In differential privacy the data related to an individual is protected by changing it before it
gets published. It is stronger than the previously mentioned techniques and also can face
threats to the data. The concept is clear when the user request for information the original
data is changed using a random algorithm and the result is delivered. The output is nowhere
related to original data thereby providing security. Also, other advantage is it is not specific
to any type of data, we can say that it is a general approach to provide security to our data.
I have selected the following paper to critique:
A Random Matrix Approach to Differential Privacy and Structure Preserved Social
Network Graph Publishing Faraz Ahmed, Rong Jin and Alex X. Liu Department of
Computer Science and Engineering Michigan State University East Lansing, Michigan,
USA {farazah, rongjin, alexliu}@cse.msu.edu
Basic Idea:
In this paper a technique is developed to provide privacy combining the concept of random
matrix with differential privacy. The attacks on social network platforms have motivated in
this direction. The idea is to project the data as matrix and then perturb the matrix with
random noise. Due to random projection the top eigenvectors are preserved. By random
projection we can achieve differential privacy by small random perturbation. The main aim is
to achieve the best tradeoff between privacy and tradeoff.
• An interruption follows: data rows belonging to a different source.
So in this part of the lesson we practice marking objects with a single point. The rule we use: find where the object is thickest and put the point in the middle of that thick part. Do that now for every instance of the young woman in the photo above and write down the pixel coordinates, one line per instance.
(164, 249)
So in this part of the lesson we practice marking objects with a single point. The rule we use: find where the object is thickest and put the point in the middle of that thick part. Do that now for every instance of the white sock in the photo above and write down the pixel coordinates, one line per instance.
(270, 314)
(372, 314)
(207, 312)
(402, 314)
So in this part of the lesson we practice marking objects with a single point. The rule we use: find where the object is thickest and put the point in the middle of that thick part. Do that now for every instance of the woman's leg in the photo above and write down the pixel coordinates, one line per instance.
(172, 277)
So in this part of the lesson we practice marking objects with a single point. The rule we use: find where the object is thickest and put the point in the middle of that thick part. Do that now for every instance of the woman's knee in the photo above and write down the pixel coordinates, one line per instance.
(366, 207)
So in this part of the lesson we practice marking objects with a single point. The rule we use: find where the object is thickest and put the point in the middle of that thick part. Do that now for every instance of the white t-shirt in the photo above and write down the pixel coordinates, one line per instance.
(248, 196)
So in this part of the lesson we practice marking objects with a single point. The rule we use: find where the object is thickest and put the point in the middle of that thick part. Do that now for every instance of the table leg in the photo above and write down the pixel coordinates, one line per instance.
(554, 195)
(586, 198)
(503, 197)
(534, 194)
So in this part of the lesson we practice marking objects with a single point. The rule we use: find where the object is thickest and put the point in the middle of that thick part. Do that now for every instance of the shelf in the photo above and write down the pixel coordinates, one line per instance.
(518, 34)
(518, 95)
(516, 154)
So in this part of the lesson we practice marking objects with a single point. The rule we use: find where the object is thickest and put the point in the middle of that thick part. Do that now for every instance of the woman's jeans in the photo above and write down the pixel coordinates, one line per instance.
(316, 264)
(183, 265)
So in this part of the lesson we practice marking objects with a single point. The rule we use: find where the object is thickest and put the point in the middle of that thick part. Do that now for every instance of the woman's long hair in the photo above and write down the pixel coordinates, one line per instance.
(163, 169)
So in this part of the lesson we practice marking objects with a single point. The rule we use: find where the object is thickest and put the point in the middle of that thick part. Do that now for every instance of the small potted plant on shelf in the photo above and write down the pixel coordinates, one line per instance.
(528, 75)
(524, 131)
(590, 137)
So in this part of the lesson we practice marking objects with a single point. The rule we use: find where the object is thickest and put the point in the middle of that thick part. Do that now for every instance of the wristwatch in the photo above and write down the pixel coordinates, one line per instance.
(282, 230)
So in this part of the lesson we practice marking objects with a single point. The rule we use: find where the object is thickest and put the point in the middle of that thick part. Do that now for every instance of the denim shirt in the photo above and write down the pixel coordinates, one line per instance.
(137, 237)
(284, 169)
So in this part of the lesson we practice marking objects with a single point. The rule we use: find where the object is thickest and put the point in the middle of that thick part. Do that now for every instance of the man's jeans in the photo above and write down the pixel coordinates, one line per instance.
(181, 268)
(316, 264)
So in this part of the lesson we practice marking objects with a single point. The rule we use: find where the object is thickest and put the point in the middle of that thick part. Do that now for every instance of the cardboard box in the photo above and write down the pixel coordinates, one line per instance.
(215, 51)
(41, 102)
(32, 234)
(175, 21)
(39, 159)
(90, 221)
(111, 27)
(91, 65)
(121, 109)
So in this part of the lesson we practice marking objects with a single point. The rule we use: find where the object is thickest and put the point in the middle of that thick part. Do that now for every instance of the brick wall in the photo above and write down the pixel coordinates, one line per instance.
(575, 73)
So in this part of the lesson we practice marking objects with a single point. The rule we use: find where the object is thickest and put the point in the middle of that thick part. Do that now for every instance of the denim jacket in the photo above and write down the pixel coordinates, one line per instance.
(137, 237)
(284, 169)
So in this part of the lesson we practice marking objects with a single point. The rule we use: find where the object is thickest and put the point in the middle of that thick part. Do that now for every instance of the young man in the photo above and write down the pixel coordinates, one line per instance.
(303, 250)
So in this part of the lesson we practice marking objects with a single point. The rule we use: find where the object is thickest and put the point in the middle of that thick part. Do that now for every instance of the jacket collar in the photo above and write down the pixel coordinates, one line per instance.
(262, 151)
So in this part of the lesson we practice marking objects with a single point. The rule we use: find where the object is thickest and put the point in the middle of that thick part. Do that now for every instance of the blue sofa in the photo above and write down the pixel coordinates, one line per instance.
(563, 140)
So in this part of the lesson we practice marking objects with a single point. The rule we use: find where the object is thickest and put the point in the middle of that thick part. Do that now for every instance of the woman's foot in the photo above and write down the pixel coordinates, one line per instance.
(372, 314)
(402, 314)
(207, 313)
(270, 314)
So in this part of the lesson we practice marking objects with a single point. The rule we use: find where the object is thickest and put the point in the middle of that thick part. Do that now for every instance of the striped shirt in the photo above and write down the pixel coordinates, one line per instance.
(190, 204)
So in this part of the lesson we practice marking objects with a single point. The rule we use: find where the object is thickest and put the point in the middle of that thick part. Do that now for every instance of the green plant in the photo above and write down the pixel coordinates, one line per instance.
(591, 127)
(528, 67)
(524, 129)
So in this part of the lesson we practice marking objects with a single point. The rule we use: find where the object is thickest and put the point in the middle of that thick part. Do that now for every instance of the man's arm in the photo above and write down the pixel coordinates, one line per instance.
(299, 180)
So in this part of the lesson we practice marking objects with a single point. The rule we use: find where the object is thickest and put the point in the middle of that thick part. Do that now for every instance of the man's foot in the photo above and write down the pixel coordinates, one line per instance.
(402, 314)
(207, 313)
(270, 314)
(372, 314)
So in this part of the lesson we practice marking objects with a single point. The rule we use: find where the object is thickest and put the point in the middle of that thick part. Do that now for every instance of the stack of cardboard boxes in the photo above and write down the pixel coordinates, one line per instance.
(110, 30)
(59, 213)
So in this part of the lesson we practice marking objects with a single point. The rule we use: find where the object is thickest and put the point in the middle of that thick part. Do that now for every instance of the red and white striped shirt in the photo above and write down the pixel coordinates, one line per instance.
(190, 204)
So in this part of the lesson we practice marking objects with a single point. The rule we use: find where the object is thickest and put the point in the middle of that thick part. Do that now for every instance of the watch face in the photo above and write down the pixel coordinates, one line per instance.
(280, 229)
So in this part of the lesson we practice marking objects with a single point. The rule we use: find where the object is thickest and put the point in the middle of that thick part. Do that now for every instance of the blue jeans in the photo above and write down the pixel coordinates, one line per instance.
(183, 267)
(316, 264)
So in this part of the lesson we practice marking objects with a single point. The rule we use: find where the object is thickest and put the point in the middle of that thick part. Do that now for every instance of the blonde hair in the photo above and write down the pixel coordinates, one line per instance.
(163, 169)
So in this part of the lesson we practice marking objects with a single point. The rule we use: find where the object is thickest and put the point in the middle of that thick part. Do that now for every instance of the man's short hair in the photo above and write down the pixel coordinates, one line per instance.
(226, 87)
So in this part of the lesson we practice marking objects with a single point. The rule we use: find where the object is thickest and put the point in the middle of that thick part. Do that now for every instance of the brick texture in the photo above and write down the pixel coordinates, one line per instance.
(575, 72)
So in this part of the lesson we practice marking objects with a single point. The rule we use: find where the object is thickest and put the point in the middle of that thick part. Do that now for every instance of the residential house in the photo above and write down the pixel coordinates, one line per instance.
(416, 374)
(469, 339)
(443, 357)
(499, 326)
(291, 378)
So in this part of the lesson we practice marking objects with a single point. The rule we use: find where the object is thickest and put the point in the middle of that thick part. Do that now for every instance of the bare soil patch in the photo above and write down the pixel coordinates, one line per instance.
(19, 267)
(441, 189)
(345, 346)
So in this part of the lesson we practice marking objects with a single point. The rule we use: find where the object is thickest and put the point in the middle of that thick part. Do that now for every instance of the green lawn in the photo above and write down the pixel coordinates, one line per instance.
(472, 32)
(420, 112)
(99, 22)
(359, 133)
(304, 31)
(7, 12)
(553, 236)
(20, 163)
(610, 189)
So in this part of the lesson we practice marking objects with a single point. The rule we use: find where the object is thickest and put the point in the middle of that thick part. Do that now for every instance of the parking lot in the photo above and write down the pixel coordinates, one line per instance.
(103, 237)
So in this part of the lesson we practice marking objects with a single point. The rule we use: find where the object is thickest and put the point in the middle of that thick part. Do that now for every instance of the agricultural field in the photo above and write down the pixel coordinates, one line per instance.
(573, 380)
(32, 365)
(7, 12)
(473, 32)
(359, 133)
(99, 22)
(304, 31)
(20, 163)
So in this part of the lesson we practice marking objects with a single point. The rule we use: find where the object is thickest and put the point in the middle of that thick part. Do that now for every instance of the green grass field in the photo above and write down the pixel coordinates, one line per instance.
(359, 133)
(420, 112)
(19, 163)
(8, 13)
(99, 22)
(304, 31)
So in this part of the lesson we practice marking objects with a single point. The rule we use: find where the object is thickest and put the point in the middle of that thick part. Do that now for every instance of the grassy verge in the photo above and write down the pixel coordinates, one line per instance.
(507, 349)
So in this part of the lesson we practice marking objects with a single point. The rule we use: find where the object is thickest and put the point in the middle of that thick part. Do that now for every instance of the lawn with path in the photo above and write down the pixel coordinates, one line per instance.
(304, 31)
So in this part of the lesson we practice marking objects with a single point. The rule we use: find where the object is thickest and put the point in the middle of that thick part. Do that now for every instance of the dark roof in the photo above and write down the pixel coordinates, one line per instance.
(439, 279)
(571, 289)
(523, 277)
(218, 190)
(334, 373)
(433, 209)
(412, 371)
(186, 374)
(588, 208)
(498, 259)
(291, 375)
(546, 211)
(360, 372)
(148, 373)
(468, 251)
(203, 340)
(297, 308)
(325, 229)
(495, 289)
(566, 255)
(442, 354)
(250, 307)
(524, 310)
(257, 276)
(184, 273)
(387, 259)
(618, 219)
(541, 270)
• The technique is efficient as there is no data storage involved hence the data storage is
not an issue.
• Along with good privacy the quality of the data is also preserved as we only introduce
small amount of random noise.
• This is considered the best way to handle the large amount of data.
• It is economical as it is cost efficient technique.
• We need a large network or large amount of data it works effectively only for the larger
data sets compared to smaller sets.
• We require more memory utilization as the amount of data is large more memory is
• The time taken for this technique is more as it is a longer process than a normal
differential privacy procedure.
• The data is treated as same even the sensitive data is treated like any ordinary data.